Regarding the attack on the Kelp rsETH LayerZero V2 bridge that occurred on April 18, Aave released a post-incident investigation on the X platform, emphasizing that the exposure was primarily due to third-party bridge infrastructure rather than the protocol itself. The attacker executed an RPC poisoning attack targeting a single validator of LayerZero, forging a cross-chain message. This led to the release of 116,500 rsETH on the Ethereum side without actual destruction on Unichain. The attacker subsequently deposited the stolen rsETH into Aave V3 (Ethereum Core and Arbitrum), borrowing approximately 82,650 WETH and 821 wstETH.The Aave Protocol Guardian and Risk Steward immediately implemented protective measures for the rsETH and WETH reserves. Currently, the WETH and rsETH markets in the affected V3 deployments are operating normally. The rsETH held by the attacker on Arbitrum has been destroyed, the LayerZero OFT adapter has been fully recharged in five batches, rsETH support has been fully restored, and Kelp has reopened the withdrawal, bridging, and claims functions for rsETH. The WETH LTV in the affected markets has been reset to pre-attack values, and Aave V3 is fully operational across all markets except for rsETH.The Arbitrum DAO has voted to authorize the transfer of frozen ETH to Aave LLC, and it is currently awaiting on-chain execution. The court is still reviewing the substantive content of the injunction, and Aave LLC will continue to comply with the injunction during the court's deliberation.
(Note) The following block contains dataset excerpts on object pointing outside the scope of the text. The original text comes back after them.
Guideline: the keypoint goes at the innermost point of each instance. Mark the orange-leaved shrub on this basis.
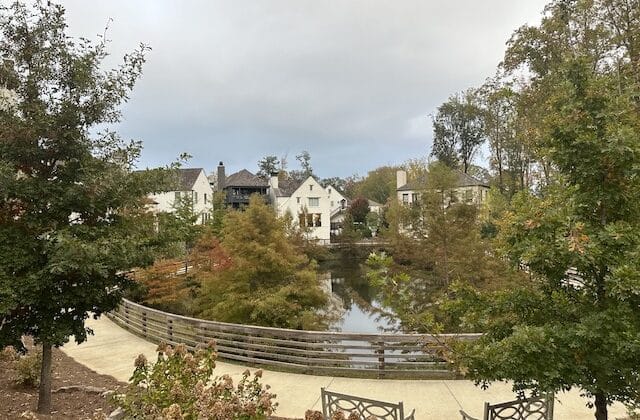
(180, 385)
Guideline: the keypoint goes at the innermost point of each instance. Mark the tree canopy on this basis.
(576, 324)
(73, 213)
(457, 131)
(269, 281)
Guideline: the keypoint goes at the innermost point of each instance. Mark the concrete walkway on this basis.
(112, 351)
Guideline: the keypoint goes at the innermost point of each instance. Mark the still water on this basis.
(354, 302)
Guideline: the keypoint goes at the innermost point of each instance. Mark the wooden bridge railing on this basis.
(313, 352)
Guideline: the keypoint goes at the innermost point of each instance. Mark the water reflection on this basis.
(353, 299)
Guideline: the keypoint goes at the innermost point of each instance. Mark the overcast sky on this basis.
(352, 82)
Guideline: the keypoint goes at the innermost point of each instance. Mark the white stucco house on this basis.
(308, 203)
(467, 190)
(193, 183)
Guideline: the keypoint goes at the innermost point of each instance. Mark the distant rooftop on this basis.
(464, 180)
(287, 187)
(245, 178)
Ongoing projects include: the Aave risk framework from Llama Risk, the bridging assessment framework, the release of evaluation reports for currently live assets, on-chain execution of Arbitrum DAO votes, and the court's review of the injunction.

The French newspaper "Le Monde" revealed that there has been new progress in the investigation of a cryptocurrency-related kidnapping case that occurred in 2023. French law enforcement discovered a transnational money laundering network involving multiple countries and cryptocurrency wallets while tracing the flow of a €1.7 million cryptocurrency ransom. The victim was the father of the well-known crypto influencer "TeufeurS." The kidnappers threatened the victim's family via text messages and demanded ransom payment in cryptocurrency. Ultimately, TeufeurS transferred a total of €1.7 million to the kidnappers' designated wallet in two installments, after which his father was released.The investigation showed that part of the ransom flowed into wallet accounts controlled by foreign nationals after multiple transfers. One transfer of $131,000 was successfully traced by the French gendarmerie, with leads ultimately pointing to a cryptocurrency wallet controlled by Venezuelan nationals. The case further revealed the complex chain of money laundering utilized by criminal organizations through cross-border cryptocurrency transfers, anonymous wallets, and overseas platforms. The report stated that this case is considered one of the significant examples of kidnapping and extortion cases in the European cryptocurrency industry and may serve as an early template for multiple kidnapping cases targeting cryptocurrency practitioners in France and Europe in 2025.

The Spanish Directorate General for the Regulation of Gambling (DGOJ) has requested internet service providers to temporarily block the prediction market platforms Polymarket and Kalshi.The regulatory agency believes that both platforms are offering prediction trading products based on the outcomes of future events to local users without obtaining a gambling license in Spain, which may violate local gambling laws. The Spanish authorities stated that unlicensed platforms lack necessary consumer protection measures such as identity verification, protection for minors, and self-restriction mechanisms.Reports indicate that the relevant investigation is expected to last 3 to 4 months. During the investigation, Spanish users will receive risk warnings when accessing the relevant websites. The regulatory agency may subsequently impose fines, permanent restrictions, or require applications for local licenses.